Troi­siè­me­ment, la situa­tion du mar­ché de l’élec­tri­cité est éga­le­ment ten­due. En géné­ral, les prix du gaz et de l’élec­tri­cité évo­luent en paral­lèle sur les mar­chés, notam­ment parce que de nom­breuses cen­trales à gaz sont mobi­li­sées pour cou­vrir les pics de demande en élec­tri­cité. Pro­duire l’élec­tri­cité néces­saire à par­tir de gaz natu­rel n’est pos­sible que s’il y a suf­fi­sam­ment de gaz. Autre point par­ti­cu­liè­re­ment pro­blé­ma­tique : en 2023, plu­sieurs cen­trales nucléaires fran­çaises en cours de révi­sion seront tou­jours hors ser­vice. Et au 1er jan­vier 2023, les der­nières cen­trales nucléaires alle­mandes devraient être décon­nec­tées du réseau.

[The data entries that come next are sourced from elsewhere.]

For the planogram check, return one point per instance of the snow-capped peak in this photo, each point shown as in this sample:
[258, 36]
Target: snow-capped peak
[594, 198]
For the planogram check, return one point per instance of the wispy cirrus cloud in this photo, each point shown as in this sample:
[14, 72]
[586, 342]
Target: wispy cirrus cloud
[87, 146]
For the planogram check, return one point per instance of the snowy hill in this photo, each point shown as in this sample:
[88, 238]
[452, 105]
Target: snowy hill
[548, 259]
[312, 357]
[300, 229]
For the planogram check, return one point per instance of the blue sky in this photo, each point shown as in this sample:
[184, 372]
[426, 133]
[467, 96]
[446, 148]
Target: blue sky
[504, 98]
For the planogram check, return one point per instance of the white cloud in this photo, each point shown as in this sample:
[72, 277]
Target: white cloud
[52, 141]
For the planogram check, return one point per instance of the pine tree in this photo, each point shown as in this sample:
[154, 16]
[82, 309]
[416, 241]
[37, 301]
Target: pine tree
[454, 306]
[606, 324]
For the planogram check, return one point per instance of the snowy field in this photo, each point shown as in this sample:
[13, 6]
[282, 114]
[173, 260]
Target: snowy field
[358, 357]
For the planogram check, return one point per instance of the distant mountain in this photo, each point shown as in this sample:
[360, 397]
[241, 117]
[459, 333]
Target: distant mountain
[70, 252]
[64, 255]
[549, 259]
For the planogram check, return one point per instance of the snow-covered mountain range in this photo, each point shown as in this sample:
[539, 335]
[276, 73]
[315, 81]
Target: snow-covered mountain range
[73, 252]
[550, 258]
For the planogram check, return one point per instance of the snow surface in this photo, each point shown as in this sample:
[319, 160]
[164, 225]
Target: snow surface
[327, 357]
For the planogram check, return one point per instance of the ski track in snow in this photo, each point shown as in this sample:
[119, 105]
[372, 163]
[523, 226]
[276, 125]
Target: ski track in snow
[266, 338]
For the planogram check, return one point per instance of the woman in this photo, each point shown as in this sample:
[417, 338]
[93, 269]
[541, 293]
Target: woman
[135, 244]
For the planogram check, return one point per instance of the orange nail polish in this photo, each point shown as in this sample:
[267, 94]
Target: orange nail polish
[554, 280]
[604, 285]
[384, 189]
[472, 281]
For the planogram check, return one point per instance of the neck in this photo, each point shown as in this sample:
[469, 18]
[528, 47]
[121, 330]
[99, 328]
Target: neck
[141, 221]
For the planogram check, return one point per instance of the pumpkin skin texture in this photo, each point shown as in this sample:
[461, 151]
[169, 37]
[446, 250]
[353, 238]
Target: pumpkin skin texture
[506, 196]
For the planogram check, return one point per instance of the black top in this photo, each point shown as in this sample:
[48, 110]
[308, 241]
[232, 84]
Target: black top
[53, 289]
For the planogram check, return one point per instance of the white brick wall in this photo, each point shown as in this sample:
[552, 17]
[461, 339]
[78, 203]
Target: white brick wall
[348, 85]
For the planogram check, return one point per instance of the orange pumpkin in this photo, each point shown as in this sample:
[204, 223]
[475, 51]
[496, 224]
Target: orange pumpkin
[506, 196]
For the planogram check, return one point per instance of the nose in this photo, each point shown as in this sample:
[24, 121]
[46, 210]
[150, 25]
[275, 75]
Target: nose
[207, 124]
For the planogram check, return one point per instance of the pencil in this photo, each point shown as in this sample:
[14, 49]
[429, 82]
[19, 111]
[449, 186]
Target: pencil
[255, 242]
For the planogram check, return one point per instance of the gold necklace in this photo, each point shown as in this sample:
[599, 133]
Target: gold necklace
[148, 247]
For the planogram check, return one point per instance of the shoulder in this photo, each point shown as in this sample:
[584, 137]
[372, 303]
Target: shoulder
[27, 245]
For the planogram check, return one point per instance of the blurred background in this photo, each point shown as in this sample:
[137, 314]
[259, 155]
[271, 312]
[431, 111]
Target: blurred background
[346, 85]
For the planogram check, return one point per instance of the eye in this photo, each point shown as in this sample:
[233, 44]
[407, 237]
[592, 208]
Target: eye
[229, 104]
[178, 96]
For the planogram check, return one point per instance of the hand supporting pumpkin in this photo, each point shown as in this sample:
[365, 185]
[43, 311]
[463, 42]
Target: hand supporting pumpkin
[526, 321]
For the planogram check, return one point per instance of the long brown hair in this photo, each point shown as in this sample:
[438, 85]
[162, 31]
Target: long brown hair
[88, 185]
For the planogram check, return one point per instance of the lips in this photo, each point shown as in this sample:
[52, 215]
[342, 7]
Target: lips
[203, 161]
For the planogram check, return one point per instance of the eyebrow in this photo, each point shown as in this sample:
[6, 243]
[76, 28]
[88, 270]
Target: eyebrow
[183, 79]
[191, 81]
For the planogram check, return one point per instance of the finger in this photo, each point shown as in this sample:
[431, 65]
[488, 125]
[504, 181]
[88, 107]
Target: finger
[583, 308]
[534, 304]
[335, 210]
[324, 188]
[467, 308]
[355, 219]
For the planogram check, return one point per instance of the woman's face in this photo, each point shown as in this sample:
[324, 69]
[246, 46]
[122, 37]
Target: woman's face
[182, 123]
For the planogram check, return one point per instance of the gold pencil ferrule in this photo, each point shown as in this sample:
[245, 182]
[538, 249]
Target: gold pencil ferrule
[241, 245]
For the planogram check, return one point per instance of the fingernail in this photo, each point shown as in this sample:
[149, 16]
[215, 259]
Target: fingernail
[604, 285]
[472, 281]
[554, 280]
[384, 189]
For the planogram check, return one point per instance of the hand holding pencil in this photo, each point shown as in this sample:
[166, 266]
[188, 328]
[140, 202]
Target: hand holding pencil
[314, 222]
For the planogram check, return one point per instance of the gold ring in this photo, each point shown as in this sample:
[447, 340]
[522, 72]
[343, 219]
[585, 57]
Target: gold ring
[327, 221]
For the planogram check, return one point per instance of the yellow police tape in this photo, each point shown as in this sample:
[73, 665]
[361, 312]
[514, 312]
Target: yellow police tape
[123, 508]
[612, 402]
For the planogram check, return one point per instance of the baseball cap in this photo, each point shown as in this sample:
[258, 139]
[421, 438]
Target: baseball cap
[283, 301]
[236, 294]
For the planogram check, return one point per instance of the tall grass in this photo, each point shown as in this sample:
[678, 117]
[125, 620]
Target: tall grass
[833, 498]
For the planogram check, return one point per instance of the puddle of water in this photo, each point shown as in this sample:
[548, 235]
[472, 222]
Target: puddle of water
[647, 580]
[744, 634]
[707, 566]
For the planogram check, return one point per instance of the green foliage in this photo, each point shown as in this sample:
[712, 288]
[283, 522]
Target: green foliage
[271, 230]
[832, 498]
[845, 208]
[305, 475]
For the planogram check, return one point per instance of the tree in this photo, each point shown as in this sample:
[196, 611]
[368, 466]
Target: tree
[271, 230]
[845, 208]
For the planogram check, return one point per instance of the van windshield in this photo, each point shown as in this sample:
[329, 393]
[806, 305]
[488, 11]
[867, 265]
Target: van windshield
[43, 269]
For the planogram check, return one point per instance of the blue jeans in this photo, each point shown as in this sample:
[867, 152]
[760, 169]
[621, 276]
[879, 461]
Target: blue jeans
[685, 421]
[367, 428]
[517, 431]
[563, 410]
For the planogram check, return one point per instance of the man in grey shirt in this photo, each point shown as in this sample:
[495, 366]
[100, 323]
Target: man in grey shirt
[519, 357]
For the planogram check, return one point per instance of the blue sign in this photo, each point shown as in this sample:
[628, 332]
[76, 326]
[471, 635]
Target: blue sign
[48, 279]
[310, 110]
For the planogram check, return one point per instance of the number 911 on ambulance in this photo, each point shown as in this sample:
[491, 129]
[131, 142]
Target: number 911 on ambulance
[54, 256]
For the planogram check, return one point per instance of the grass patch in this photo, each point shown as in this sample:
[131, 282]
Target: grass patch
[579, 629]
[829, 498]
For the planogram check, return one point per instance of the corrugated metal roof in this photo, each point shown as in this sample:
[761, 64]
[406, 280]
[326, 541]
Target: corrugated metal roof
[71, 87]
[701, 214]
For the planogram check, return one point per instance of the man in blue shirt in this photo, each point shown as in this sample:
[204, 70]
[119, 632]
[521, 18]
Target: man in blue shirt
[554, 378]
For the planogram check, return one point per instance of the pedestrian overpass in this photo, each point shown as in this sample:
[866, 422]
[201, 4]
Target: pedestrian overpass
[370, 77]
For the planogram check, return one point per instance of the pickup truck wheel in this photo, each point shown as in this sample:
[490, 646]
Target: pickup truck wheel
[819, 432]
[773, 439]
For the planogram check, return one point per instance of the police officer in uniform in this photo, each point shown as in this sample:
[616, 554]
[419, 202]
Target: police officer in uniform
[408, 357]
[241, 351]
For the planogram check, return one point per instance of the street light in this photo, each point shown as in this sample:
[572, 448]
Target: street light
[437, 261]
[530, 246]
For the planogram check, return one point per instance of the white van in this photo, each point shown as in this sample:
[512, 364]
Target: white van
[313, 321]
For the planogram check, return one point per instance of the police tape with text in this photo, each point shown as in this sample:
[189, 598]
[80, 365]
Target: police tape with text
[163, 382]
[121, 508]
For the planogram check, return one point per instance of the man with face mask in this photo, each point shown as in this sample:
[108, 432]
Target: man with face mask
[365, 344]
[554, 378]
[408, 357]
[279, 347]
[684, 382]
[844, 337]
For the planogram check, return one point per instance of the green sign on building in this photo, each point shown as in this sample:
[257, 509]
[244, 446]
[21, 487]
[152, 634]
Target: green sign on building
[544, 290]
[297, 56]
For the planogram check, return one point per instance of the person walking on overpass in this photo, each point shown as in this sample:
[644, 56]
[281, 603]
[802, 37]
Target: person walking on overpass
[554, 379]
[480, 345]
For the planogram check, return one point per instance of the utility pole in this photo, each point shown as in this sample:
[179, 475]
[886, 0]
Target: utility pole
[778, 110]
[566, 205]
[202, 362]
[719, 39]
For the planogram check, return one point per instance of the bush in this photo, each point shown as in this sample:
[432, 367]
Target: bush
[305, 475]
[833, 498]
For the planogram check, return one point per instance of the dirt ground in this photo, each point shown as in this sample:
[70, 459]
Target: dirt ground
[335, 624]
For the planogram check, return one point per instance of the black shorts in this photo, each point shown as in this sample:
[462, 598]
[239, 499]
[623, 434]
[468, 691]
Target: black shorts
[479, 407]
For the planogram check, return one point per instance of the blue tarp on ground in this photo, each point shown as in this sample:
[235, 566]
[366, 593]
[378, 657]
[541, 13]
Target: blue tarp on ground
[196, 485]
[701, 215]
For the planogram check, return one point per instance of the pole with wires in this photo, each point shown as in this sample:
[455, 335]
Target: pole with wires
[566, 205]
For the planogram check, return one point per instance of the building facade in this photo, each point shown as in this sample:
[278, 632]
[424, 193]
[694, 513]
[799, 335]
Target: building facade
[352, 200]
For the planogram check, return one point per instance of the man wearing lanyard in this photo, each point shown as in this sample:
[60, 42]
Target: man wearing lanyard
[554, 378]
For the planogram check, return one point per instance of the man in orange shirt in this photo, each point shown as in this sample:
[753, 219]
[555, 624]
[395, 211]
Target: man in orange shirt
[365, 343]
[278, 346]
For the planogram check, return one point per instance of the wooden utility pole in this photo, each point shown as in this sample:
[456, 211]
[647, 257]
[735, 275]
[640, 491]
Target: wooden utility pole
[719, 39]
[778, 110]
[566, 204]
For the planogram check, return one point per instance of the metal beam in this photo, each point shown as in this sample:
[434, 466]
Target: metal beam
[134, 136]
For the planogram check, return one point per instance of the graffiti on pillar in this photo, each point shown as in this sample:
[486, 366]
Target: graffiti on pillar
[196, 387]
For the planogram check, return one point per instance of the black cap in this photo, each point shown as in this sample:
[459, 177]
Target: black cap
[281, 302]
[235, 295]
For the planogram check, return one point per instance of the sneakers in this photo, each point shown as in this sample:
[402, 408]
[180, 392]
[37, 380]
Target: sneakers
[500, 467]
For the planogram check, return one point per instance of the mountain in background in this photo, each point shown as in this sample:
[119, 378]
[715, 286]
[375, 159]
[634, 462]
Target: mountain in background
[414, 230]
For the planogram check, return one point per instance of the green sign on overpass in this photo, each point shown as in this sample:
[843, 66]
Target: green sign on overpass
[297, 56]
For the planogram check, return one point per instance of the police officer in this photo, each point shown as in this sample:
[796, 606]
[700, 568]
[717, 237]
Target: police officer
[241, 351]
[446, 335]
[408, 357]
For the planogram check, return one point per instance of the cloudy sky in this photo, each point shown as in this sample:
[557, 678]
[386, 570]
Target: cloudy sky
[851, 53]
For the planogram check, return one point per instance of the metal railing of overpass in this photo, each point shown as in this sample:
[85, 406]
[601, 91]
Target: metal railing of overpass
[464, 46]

Autre­ment dit, bien que les niveaux de rem­plis­sage aient déjà atteint l’ob­jec­tif déclaré de 80 % dans la plu­part des pays euro­péens, en Suisse la sécu­rité d’ap­pro­vi­sion­ne­ment en gaz et en élec­tri­cité ne sera pas assu­rée l’hi­ver pro­chain. Il n’est hélas pas impos­sible que l’éner­gie se fasse rare et que des dif­fi­cul­tés d’ap­pro­vi­sion­ne­ment sur­viennent. Les dégâts poten­tiels dus à des rup­tures d’ap­pro­vi­sion­ne­ment en gaz et en élec­tri­cité sont gigan­tesques. Il faut donc se pré­pa­rer à une telle éven­tua­lité afin de pou­voir limi­ter au maxi­mum les dégâts en cas d’ur­gence. De nom­breuses entre­prises ont déjà com­mencé depuis long­temps à pla­ni­fier des éven­tua­li­tés. La Confé­dé­ra­tion a main­te­nant posé les pre­miers jalons et pré­senté des mesures concrètes en cas de pénu­rie de gaz. L’éco­no­mie par­ti­cipe à la cam­pagne d’éco­no­mies volon­taires de la Confé­dé­ra­tion, qui doit durer jus­qu’en avril 2023. Mais beau­coup reste à faire.

La Suisse pro­fite éga­le­ment des stocks de gaz bien rem­plis en Europe. Il serait tou­te­fois naïf de ne comp­ter que sur cela.